Note2: Agree with SSL… and often we disable on these modules what makes SSL useful (I mean the verification of the certificate authority).

No. The IoT industry is hopelessly fragmented right now. There is no one standard to rule them all.

While there is no standard, the most common approach in this scenario is to publish JSON on MQTT.

It depends on how your device bridges to TCP/IP. If it directly on the WiFi or wired Ethernet network then yes, SSL/TLS is hard for these devices to manage. If you are using something like an RFM69HW for wireless communication the RMF69HW libraries do support encryption. Then the gateway that bridges between the wireless to TCP/IP can handle the MQTT SSL/TLS.

The rai·son d’ê·tre for OH is to bridge between all the standards. But there are literally hundreds of standards, many of which are not even internally compatible (e.g. two Zigbee devices are not guaranteed to work together even though they both implement the Zigbee “standard”).

It is frankly an impossible thing to develop. The fact that OH has found a way to bridge between 200+ technologies, standards, and APIs is actually quite impressive. I can’t think of any other solution that supports as many.

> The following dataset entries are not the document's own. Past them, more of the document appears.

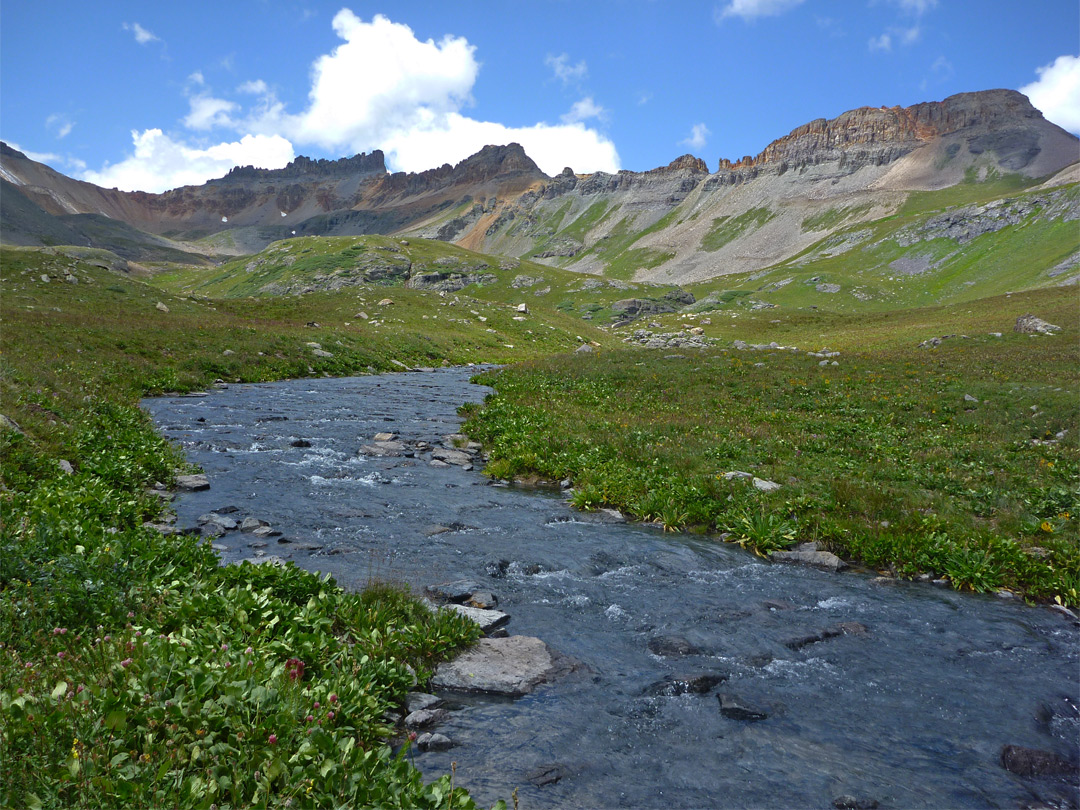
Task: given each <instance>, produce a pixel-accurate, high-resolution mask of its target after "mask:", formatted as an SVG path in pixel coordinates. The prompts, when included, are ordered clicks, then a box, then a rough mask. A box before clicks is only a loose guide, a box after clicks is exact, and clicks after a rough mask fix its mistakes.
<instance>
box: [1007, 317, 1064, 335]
mask: <svg viewBox="0 0 1080 810" xmlns="http://www.w3.org/2000/svg"><path fill="white" fill-rule="evenodd" d="M1061 329H1062V327H1061V326H1055V325H1054V324H1052V323H1047V322H1045V321H1043V320H1042V319H1041V318H1036V316H1035V315H1032V314H1027V315H1021V316H1020V318H1017V319H1016V325H1015V326H1013V332H1018V333H1021V334H1022V335H1053V334H1054V333H1055V332H1061Z"/></svg>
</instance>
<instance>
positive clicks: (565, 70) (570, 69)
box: [543, 53, 589, 84]
mask: <svg viewBox="0 0 1080 810" xmlns="http://www.w3.org/2000/svg"><path fill="white" fill-rule="evenodd" d="M543 64H544V65H546V66H548V67H550V68H551V69H552V70H553V71H554V72H555V78H556V79H558V80H559V81H562V82H563V84H569V83H570V82H580V81H581V80H582V79H584V78H585V77H586V76H589V67H588V66H586V65H585V60H584V59H582V60H581V62H579V63H578V64H577V65H571V64H570V55H569V54H566V53H561V54H559V55H558V56H555V55H553V54H548V58H545V59H544V60H543Z"/></svg>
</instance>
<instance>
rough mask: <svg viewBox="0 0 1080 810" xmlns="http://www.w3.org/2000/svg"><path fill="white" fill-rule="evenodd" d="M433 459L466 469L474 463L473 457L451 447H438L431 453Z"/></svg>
mask: <svg viewBox="0 0 1080 810" xmlns="http://www.w3.org/2000/svg"><path fill="white" fill-rule="evenodd" d="M431 457H432V458H433V459H435V460H436V461H445V462H446V463H448V464H457V465H458V467H465V465H467V464H471V463H472V462H473V458H472V456H470V455H469V454H468V453H465V451H464V450H454V449H450V448H449V447H436V448H435V449H433V450H432V451H431Z"/></svg>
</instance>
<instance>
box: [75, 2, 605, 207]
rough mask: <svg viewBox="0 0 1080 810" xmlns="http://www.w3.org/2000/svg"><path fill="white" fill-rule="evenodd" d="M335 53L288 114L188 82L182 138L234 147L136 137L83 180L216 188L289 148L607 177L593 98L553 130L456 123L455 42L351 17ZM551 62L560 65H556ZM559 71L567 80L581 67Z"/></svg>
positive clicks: (385, 17) (193, 80)
mask: <svg viewBox="0 0 1080 810" xmlns="http://www.w3.org/2000/svg"><path fill="white" fill-rule="evenodd" d="M333 26H334V30H335V32H336V33H337V35H338V36H339V37H340V38H341V40H343V41H342V43H341V44H339V45H338V46H337V48H336V49H334V50H333V51H332V52H330V53H328V54H325V55H323V56H321V57H319V58H318V59H315V62H314V64H313V65H312V70H311V86H310V91H309V93H308V105H307V107H306V108H305V109H302V110H300V111H299V112H296V113H293V112H289V111H288V110H286V108H285V105H284V104H282V103H281V102H280V100H279V99H278V98H276V96H275V95H274V93H273V91H272V90H271V89H270V87H269V86H268V85H267V83H266V82H264V81H261V80H254V81H246V82H244V83H243V84H241V85H240V86H239V87H238V89H237V92H238V93H242V94H248V95H255V96H257V98H256V99H255V100H254V102H253V103H251V104H249V105H245V106H241V105H240V104H239V103H235V102H232V100H229V99H227V98H219V97H217V96H215V95H213V94H212V92H211V91H210V89H208V87H207V86H206V84H205V81H204V80H203V77H202V76H201V75H192V76H191V77H189V86H188V89H187V90H186V91H185V93H186V95H187V96H188V102H189V106H190V110H189V113H188V114H187V116H186V117H185V118H184V120H183V122H184V124H185V126H187V127H188V129H189V130H192V131H198V132H206V131H210V130H213V129H214V127H219V129H224V130H227V131H229V132H232V133H235V135H237V136H238V137H239V136H242V137H240V139H239V140H235V141H230V143H226V144H219V145H218V146H216V147H206V146H205V145H203V144H201V143H200V144H192V143H189V141H187V140H185V139H184V138H183V137H178V136H175V135H173V136H166V135H165V134H163V132H162V131H161V130H146V131H144V132H141V133H134V134H133V137H134V140H135V151H134V153H133V154H132V156H130V157H129V158H126V159H125V160H123V161H121V162H119V163H116V164H113V165H106V166H105V167H104V168H103V170H102V171H100V172H89V173H85V174H84V176H83V178H84V179H87V180H91V181H93V183H98V184H99V185H109V186H118V187H121V188H140V189H145V190H161V189H165V188H173V187H175V186H177V185H184V184H195V183H203V181H205V180H206V179H210V178H212V177H219V176H221V175H222V174H225V173H226V172H227V171H228V170H229V168H231V167H232V166H233V165H237V164H254V165H259V166H264V167H275V166H282V165H284V164H285V163H287V162H288V160H291V159H292V158H293V154H294V145H296V146H297V148H299V147H311V146H314V147H318V148H320V149H321V150H323V151H325V152H330V153H334V152H336V153H338V154H352V153H355V152H361V151H370V150H374V149H381V150H383V152H384V153H386V156H387V163H388V164H389V166H390V167H391V168H393V170H395V171H406V172H421V171H424V170H428V168H433V167H436V166H438V165H441V164H443V163H456V162H458V161H461V160H463V159H464V158H468V157H469V156H470V154H474V153H475V152H477V151H480V150H481V149H482V148H483V147H484V146H487V145H501V144H509V143H514V141H516V143H518V144H521V145H522V146H523V147H524V148H525V151H526V152H527V153H528V154H529V157H530V158H532V160H535V161H536V162H537V164H538V165H539V166H540V167H541V168H542V170H543V171H544V172H546V173H549V174H557V173H558V172H559V171H562V168H563V167H564V166H567V165H570V166H573V167H575V168H576V170H578V171H580V172H595V171H605V172H616V171H618V170H619V154H618V152H617V150H616V148H615V145H613V144H612V143H611V141H610V140H609V139H608V138H607V137H606V136H604V135H602V134H600V133H598V132H597V131H595V130H593V129H590V127H588V126H586V125H585V124H584V123H582V122H583V121H584V120H586V119H590V118H596V117H600V116H603V113H604V112H605V110H604V108H603V107H602V106H600V105H598V104H596V102H595V100H594V99H593V98H591V97H588V98H583V99H581V100H580V102H578V103H577V104H575V105H573V106H572V107H571V109H570V111H569V112H568V113H567V114H566V116H565V117H564V119H563V122H562V123H553V124H550V123H546V122H538V123H536V124H534V125H531V126H516V127H513V126H505V125H503V124H501V123H496V122H489V121H477V120H475V119H472V118H469V117H468V116H465V114H463V112H462V110H463V109H464V108H467V107H468V106H470V105H471V104H472V89H473V85H474V84H475V81H476V77H477V73H478V72H480V64H478V63H477V60H476V58H475V55H474V51H475V49H474V46H473V45H471V44H470V43H469V42H468V41H467V40H465V39H463V38H461V37H451V36H447V37H443V38H442V39H441V40H440V41H437V42H436V41H433V40H430V39H429V40H424V41H421V40H418V39H417V38H416V36H415V35H414V32H413V30H411V29H410V28H409V27H408V26H406V25H402V24H400V23H394V22H392V21H390V19H389V18H387V17H386V16H383V15H376V16H375V17H374V18H373V19H372V21H370V22H364V21H363V19H361V18H360V17H357V16H356V15H355V14H353V13H352V12H351V11H349V10H348V9H342V10H341V11H339V12H338V13H337V14H336V15H335V16H334V21H333ZM556 58H557V57H556ZM557 64H559V65H563V66H564V67H567V68H568V69H569V70H570V73H569V75H570V76H571V77H572V76H575V75H576V71H578V68H579V67H580V68H581V75H583V73H584V63H579V65H578V66H569V65H568V59H566V60H565V62H558V63H557Z"/></svg>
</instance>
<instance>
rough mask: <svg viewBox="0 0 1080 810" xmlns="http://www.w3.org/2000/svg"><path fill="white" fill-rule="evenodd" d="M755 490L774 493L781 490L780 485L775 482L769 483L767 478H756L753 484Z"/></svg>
mask: <svg viewBox="0 0 1080 810" xmlns="http://www.w3.org/2000/svg"><path fill="white" fill-rule="evenodd" d="M752 483H753V484H754V488H755V489H757V490H758V491H759V492H774V491H777V490H778V489H780V484H778V483H777V482H774V481H767V480H766V478H758V477H756V476H755V477H754V480H753V482H752Z"/></svg>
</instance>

  1. Since LoRa is a wireless protocol and OH is software I don’t see how OH could support anything else. However, if there is a standard LoRaWan USB dongle with a serial interface (e.g. like Zwave), or a LoRaWan server with an API (e.g. Zway binding) then any of the following are possible depending on the interface:
  • Serial Binding
  • HTTP Binding
  • Exec Binding (to run command line scripts to communicate with the device
  • TCP/UDP Binding
  • Write a custom LoRaWan Binding
  1. Absolutely not. If you have some way to get the LoRaWan stuff to a gateway of some sort, which you may need to write if you can’t/don’t do 1., then use an existing protocol to publish the data to OH. Like I said above, MQTT is the most commonly used, but making REST HTTP calls directly to OH is also a popular approach. Though UDP/TCP is also possible, but would probably take more effort on the OH side.

  2. If you do step 1. then you may need to write a new binding if the existing bindings are not going to work to receive messages directly from the LoRaWan. If you do step 2, you may need to write a gateway to receive the LoRaWan messages and publish them to OH in some standardized and existing manner.

I do exactly this with my RFM69HW devices:

  • Arduino wired to an RFM69HW device publishes a message (temp, humidity, and telemetry data) using a standard RMF69HW library
  • A RPi wired to an RFM69HW receives the message using a Python script I wrote (about 40 or so lines of code), parses it out of the binary structure using a standard RFM69HW library, and publishes the data using MQTT. I chose to publish each piece of data to a separate topic but one could just as easily encode the message as JSON and publish to a single topic.
  • OH has an Item for each piece of information published bound to the given topic. I don’t need to implement anything at all in OH beyond using the existing MQTT binding.

But this is, if I’m not mistaken, a physical issue caused by the fact that each lora receiver works differently (different APIs, different waveforms, different wireless protocols, etc). There is nothing OH, which is just software, can do to solve that problem. If there is some sort of lora standard for receivers and/or there is a standard API then it is possible for someone to write a binding to support LoRa and the only real problem is that no one has chosen to do so yet.

Bluetooth somehow didn’t make it into the smarthome section. That’s probably because it doesn’t support mesh networks and only 1 on 1 connections. Zigbee, ZWave and LTE will do the race if you ask me.

Bluetooth Low Energy 4.0 and later versions actually support mesh networks as an optional feature since 2016, the only issue is that for some reason there are nearly no devices on the market implementing it yet. The only one I heard of is this one. Maybe 2018 will be the year where Bluetooth will start into the race. I think it’s very attractive for manufacturers as it makes it possible to sell the very same product as a smartphone gadget as well as a smart home device.